Wednesday, August 7, 2019
McDonald's No Longer the 'Great American Meal' Case Study
McDonald's No Longer the 'Great American Meal' - Case Study Example The company's rapid expansion (in the 1990s, McDonald's opened a new restaurant every eight hours) affected its food and service quality although these were supposed to be the McDonalds' selling points. In the 1990s, while competitors were coming up with new and healthier food options, McDonald's was still unable to produce truly innovative products as they were still thinking about how to sell more products rather than what they could sell to their customers. The lack in product innovation that did not help with marketing efforts, the company's franchisees sales were also affected as they could not keep up competitor offerings and the establishment of the Consortium hurt the dynamics of the franchise model. One area the increased fast food competition in the fast food industry affected McDonald's was through the company's price-based strategy.

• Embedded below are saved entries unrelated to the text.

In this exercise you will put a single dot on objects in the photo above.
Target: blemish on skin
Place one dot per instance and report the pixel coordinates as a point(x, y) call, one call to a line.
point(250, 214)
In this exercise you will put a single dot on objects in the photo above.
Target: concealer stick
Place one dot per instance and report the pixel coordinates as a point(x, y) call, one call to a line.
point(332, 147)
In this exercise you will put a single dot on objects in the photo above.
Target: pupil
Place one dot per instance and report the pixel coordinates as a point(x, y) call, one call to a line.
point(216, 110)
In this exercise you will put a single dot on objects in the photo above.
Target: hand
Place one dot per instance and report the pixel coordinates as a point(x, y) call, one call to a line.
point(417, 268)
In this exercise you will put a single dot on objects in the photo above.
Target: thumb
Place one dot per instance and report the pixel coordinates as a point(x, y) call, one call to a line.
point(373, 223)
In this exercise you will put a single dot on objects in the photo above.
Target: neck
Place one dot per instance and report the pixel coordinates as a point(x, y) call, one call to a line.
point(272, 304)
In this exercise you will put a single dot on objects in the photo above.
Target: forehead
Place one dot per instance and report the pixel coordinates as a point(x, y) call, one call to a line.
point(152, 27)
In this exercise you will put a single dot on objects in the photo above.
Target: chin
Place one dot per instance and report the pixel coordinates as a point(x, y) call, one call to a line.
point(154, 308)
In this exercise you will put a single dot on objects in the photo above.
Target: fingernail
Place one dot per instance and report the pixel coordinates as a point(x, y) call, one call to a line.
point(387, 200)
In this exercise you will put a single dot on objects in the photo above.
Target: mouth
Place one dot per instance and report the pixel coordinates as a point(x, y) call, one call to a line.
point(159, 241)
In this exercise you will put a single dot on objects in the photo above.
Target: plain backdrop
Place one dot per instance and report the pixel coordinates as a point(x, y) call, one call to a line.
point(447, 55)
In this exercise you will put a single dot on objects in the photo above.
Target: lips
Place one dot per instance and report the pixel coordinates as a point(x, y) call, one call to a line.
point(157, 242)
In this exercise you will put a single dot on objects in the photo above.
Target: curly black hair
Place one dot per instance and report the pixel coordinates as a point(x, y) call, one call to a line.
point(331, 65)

By marketing products below the cost to prepare the item, the company cannot sustain this tactical campaign for long if the competitors have a cost advantage. For marketing purposes, instead of promoting McDonald's new locations, the focus could be on customer demographics. For example, Burger King pursues promotional partnerships with Universal Studios and other production companies like AOL Time Warner and Dream Works because their core demographic includes young adults who enjoy movies and the entertainment industry.